NXPによるFreescale買収など、マイコン半導体ベンダーの動きが激しい2015年末ですが、唯一ともいえる日の丸半導体、ルネサスエレクトロニクスの筆頭株主の産業革新機構が、保有するルネサス株式の一部売却の検討に入ったというニュースが、11月21日報道されました。

売却先候補は、トヨタやパナソニックなどの日本企業と、ドイツ)インフィニオンなどが挙がっています。

日本企業がルネサスを保持したい理由は、自動車向けの需要や、相対的に弱体化した日本エレクトロニクス業界の現状が背景にあると思います。もちろん、日本人開発者にとっても、日本語環境や日本語コミュニティが提供されるルネサスマイコンは貴重な存在です。

今後の機構の動きは、要注意ですね。因みにルネサスのSynergy詳細が明らかになりました。
記事によると、“既存ファミリ「RX」「RZ」「RL」は長い成功の歴史があり、今後のロードマップが決定しており、顧客に長期サポートを約束しているので、ロードマップ変更ができない”、そこで、新たなCortex-M系を用いたSynergyが米国で開発されたようです。

つまり、「RX」「RZ」「RL」が既存国内資産継承と車載向け、「Synergy」が半導体業界の“Apple”目標のUS発新設計基盤でIoT向けのようです。
だとすると、この2つでルネサスを分割するシナリオが、最もありそうだ、と思いますが…?
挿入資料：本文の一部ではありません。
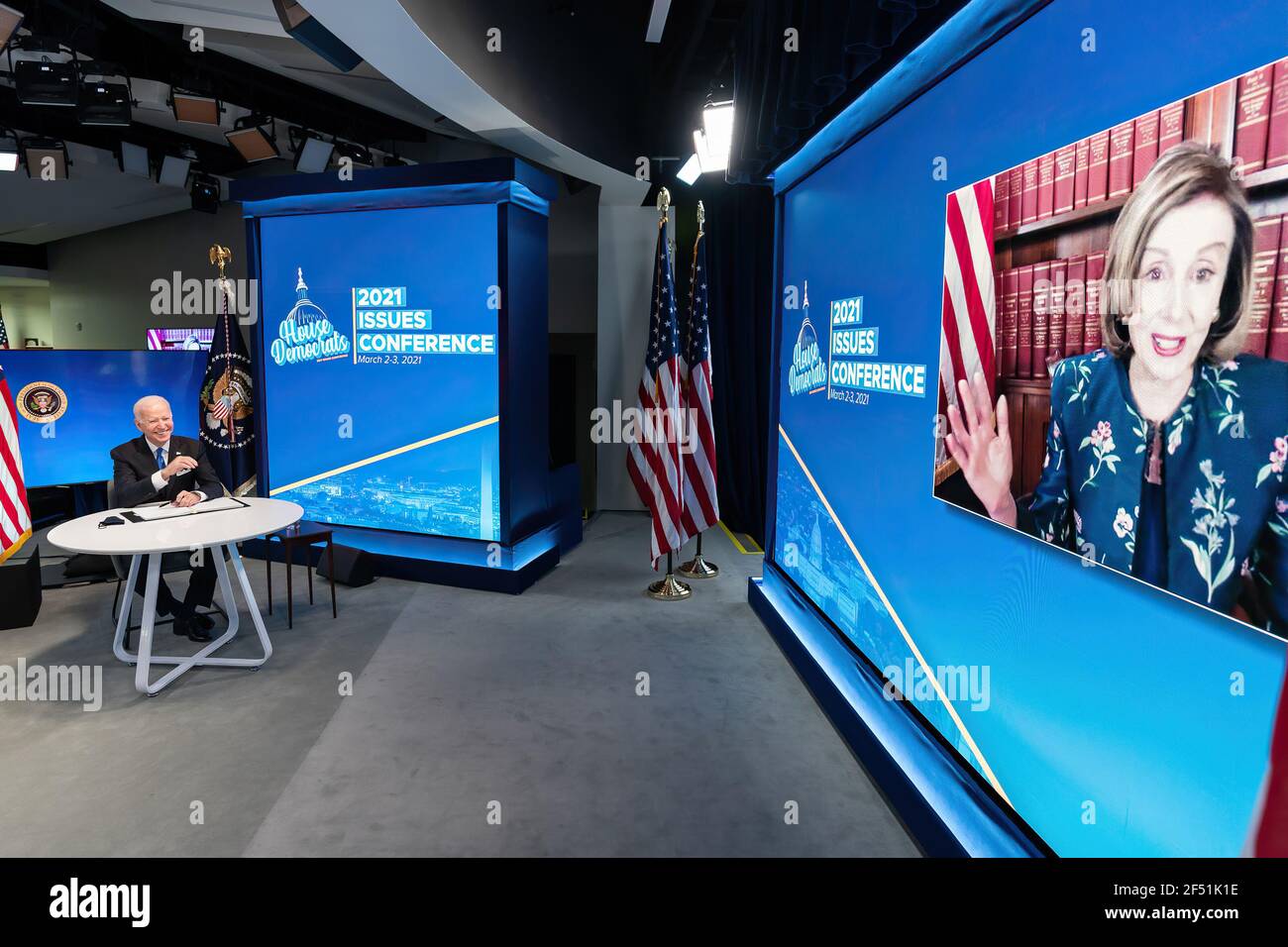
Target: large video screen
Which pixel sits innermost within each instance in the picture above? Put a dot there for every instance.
(380, 368)
(1115, 716)
(75, 406)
マイコンは、「ARMとそれ以外」にコアが別れ、「車載とIoT」でマーケットが決まりつつあります。
自動車産業と同様、国レベルで保護や競争がある半導体業界のM&Aは、予測の域を超えています。しかし、状況がどう変わっても「開発者が生き残れる技術蓄積は必須」です。

シンプルな弊社マイコンテンプレートも、その1つになればと願っております。

CS+ for CC V3.02.00へのリビジョンアップトラブル

ルネサスツールニュース2015年10月16日号でCS+のリビジョンアップが発表されました。
CS+ for CA, CXは、問題なくリビジョンアップできますが、お使いのセキュリティソフトによってはCS+ for CCは、再インストールの可能性があります。

リビジョンアップ方法

リビジョンアップ内容は、Windows 10サポートや付属ツールの機能追加などです。アップデートは、アップデートマネジャの起動で行います。CS+ for CA, CXまたはCCのアップデートマネジャでダウンロードとインストールを実行すると、現状のCS+バージョンが最新版へリビジョンアップされます。
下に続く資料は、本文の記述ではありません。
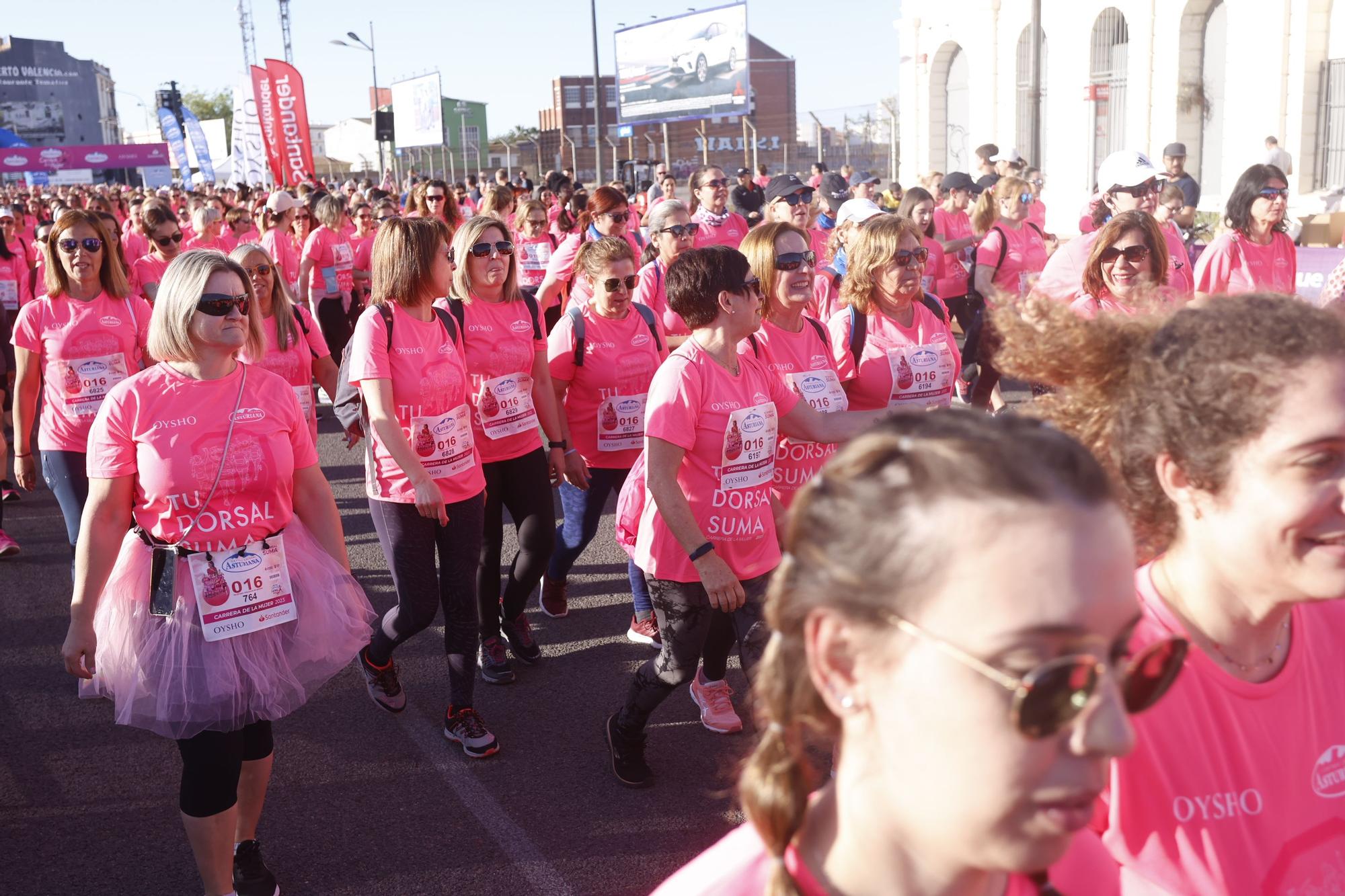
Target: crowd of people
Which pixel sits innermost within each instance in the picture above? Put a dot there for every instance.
(1130, 686)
アップ後、適当なプロジェクトを開いて再ビルドし、「ビルド成功でリビジョンアップ完了」を確認します。

トラブル原因(推測)

トラブル原因は、恐らくセキュリティソフトAvast(最新無償版)とCS+ for CCの相性です。
これまでも何回かCS+リビジョンアップ後にAvastからワーニングメッセージが出力されたことがあり、その都度Avast側を調整し対処してきました。今回も対処しましたが残念ながら、CS+ for CCは再インストールとなりました。

また、別の原因としては、CS+ for CA, CXとfor CCの共通部と個別部のインストール順番の可能性もあります。CS+ for CCのみをインストールしており、このアップデートだけならトラブル無しかもしれません。
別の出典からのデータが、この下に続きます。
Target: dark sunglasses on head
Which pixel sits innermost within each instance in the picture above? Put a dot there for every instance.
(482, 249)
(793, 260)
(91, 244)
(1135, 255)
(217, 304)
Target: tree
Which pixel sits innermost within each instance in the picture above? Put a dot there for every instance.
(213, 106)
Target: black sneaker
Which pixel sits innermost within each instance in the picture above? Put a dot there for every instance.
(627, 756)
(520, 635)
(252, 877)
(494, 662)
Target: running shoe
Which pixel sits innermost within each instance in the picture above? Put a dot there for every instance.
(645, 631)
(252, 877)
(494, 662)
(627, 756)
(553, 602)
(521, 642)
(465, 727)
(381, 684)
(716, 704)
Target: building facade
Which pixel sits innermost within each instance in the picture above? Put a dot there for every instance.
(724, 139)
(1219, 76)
私の環境は、Windows 10 Pro/Home 64ビット版と無償Avastで、両方のCS+をインストールしており、対応デバイスはRL78のみです。この組合せ以外の方は無関係かもしれません。この方々は、トラブル内容と対策はスキップして、マーフィーの法則へジャンプしてください。

トラブル内容と対策

CS+ for CA, CXは、従来同様、何の問題もなく正常終了します。問題は、CS+ for CCです。

アップデートマネジャの正常終了後、旧プロジェクトを開くと、プロジェクト差分情報が出力されます。今回のリビジョンアップで「CC-RL関連の変更点」が、出力パネルに表示されます。この後、再ビルドすると、下記エラー(E)とワーニング(W)が表示されビルドが失敗しました。

(E)         E0511154            E0511154:CC-RLを構成するファイル” CS+\CC\CC-RL\V1.02.00\Bin\asrl.exe”が見つかりません。再インストールしてください。
(W)        W0511179           W0511179:この評価版は残り60日間有効です。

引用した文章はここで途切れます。